WASHINGTON (dpa-AFX) - Following the rebound seen in the previous session, treasuries moved back to the downside during the trading day on Wednesday.
Bond prices came under pressure early in the session and remained in negative territory throughout the day. As a result, the yield on the benchmark ten-year note, which moves opposite of its price, climbed by 3 basis points to 2.654 percent.
Treasuries remained in the red in afternoon trading as the Treasury Department's auction of $34 billion worth of five-year notes attracted average demand.
The five-year note auction drew a high yield of 2.434 percent and a bid-to-cover ratio of 2.48, while the ten previous five-year note auctions had an average bid-to-cover ratio of 2.47.
The bid-to-cover ratio is a measure of demand that indicates the amount of bids for each dollar worth of securities being sold.
On the U.S. economic front, the National Association of Realtors released a report showing a bigger than expected pullback in existing home sales in the month of December.
NAR said existing home sales tumbled by 3.6 percent to an annual rate of 5.57 million in December after jumping by 5.1 percent to a revised 5.78 million in November.
Economists had expected existing home sales to drop to a rate of 5.70 million from the 5.81 million originally reported for the previous month.

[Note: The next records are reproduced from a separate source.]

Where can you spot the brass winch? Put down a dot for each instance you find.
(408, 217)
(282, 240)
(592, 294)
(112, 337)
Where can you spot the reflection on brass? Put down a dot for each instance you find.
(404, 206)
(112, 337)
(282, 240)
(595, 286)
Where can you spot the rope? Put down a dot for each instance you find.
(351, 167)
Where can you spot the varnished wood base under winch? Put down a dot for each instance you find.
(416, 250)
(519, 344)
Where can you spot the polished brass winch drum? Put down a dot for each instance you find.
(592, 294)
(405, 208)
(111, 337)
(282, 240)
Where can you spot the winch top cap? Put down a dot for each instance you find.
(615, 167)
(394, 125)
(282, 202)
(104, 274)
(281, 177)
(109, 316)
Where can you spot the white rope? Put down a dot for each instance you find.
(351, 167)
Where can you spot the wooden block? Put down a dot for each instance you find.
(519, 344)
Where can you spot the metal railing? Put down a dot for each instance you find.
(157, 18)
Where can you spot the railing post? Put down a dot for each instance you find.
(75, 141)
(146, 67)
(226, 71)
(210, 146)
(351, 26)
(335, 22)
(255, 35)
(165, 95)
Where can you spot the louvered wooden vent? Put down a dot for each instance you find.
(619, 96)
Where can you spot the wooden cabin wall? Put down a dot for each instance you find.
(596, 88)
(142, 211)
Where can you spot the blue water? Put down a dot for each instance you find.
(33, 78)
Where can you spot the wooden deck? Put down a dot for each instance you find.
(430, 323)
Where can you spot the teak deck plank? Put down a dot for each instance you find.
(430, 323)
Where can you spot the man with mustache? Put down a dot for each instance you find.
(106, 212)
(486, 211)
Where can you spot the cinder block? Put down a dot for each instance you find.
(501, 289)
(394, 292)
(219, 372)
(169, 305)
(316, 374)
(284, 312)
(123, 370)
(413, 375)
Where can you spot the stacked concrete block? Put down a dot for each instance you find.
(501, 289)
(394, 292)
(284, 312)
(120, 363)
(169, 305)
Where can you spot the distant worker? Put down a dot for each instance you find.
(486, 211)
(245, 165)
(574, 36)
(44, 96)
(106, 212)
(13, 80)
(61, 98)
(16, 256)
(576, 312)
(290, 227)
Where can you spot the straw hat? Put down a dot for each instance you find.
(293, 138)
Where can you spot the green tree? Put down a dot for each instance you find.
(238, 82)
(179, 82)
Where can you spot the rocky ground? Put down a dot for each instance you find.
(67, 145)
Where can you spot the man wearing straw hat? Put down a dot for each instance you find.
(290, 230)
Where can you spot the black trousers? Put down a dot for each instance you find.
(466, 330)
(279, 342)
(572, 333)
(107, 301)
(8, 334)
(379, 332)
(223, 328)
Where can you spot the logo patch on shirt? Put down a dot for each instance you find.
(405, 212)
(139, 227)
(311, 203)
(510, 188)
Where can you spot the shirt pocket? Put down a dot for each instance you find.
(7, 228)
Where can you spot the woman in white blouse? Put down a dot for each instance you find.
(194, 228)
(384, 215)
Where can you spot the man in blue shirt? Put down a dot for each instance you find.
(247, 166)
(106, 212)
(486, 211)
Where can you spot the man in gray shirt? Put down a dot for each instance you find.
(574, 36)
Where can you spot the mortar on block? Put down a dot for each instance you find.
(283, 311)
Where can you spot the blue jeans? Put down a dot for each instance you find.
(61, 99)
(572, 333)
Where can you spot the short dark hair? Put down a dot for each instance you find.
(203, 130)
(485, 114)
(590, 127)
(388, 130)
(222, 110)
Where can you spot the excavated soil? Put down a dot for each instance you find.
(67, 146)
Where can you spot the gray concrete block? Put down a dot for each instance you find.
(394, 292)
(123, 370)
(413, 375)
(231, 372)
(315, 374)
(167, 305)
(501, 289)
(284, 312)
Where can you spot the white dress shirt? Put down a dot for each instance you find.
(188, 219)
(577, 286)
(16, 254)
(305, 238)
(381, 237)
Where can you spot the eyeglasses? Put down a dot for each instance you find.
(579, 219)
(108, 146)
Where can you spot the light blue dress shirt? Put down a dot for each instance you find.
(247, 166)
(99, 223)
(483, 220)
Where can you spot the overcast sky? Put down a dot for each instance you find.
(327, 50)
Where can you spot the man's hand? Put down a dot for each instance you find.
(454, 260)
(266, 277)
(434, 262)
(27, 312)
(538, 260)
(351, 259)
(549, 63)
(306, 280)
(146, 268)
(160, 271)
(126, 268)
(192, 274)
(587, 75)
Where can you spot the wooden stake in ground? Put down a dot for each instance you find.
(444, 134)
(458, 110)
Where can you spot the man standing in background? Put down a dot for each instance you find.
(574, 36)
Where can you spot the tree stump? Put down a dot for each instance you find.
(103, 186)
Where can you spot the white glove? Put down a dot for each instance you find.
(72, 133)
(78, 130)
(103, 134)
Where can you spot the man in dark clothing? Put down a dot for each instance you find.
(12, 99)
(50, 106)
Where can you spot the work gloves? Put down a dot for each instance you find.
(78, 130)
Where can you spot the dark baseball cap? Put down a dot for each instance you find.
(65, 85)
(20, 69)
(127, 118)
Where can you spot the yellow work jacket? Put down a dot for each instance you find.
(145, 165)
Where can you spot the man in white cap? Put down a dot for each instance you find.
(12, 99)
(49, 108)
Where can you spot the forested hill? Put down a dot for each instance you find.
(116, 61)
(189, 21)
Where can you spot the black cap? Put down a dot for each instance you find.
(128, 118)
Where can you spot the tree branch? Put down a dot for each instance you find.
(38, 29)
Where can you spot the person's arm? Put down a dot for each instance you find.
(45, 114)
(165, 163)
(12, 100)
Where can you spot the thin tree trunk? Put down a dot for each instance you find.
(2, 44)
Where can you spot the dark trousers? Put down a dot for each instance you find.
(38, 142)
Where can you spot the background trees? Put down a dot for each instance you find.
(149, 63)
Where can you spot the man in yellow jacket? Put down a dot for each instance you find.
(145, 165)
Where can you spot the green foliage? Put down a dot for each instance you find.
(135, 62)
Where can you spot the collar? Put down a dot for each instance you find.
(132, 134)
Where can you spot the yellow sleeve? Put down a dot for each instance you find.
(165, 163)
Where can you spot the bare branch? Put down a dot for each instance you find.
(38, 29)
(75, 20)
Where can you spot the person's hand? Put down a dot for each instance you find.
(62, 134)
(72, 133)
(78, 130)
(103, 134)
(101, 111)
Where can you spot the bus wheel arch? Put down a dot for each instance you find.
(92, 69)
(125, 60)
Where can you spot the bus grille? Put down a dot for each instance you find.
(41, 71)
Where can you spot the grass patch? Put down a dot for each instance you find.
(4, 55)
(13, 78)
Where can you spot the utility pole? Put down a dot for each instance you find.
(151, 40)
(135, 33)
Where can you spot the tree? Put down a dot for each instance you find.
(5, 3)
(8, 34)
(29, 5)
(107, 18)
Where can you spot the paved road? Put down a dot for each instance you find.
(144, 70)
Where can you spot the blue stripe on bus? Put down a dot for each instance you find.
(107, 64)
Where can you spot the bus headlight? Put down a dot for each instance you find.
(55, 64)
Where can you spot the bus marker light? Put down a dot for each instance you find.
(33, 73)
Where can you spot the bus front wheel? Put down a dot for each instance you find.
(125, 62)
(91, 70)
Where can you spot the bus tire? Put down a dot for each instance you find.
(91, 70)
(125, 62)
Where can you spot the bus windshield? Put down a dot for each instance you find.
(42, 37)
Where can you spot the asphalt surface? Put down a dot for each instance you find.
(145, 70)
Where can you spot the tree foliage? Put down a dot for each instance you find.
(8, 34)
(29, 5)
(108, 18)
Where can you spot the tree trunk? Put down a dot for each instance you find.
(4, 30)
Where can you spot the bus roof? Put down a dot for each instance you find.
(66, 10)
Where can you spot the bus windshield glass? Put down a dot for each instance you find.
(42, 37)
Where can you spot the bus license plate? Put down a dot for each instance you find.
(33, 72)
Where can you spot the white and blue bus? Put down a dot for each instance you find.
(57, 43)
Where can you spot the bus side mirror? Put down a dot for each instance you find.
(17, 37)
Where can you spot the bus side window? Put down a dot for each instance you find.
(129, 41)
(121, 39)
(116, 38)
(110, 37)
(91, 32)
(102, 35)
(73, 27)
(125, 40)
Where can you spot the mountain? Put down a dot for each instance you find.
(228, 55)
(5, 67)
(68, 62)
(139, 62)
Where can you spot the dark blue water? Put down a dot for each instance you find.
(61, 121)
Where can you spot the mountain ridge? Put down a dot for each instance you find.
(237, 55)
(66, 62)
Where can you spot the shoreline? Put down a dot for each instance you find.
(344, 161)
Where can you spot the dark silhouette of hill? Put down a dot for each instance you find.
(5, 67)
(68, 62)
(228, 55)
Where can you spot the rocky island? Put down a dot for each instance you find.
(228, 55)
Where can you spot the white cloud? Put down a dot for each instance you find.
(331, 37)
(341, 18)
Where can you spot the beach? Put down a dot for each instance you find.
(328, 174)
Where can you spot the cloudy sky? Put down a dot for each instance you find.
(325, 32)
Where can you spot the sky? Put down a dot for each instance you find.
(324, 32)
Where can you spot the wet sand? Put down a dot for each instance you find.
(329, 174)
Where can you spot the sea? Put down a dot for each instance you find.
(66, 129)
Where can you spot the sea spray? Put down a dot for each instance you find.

The bigger than expected decrease came after existing home sales jumped to highest rate in nearly eleven years in November.
'Existing sales concluded the year on a softer note, but they were guided higher these last 12 months by a multi-year streak of exceptional job growth, which ignited buyer demand,' said NAR chief economist Lawrence Yun.
Looking ahead, the Treasury is due to finish off this week's series of long-term securities auctions with the sale of $28 billion worth of seven-year notes on Thursday.
Trading may also be impacted by reaction to reports on weekly jobless claims, new home sales, and leading economic indicators.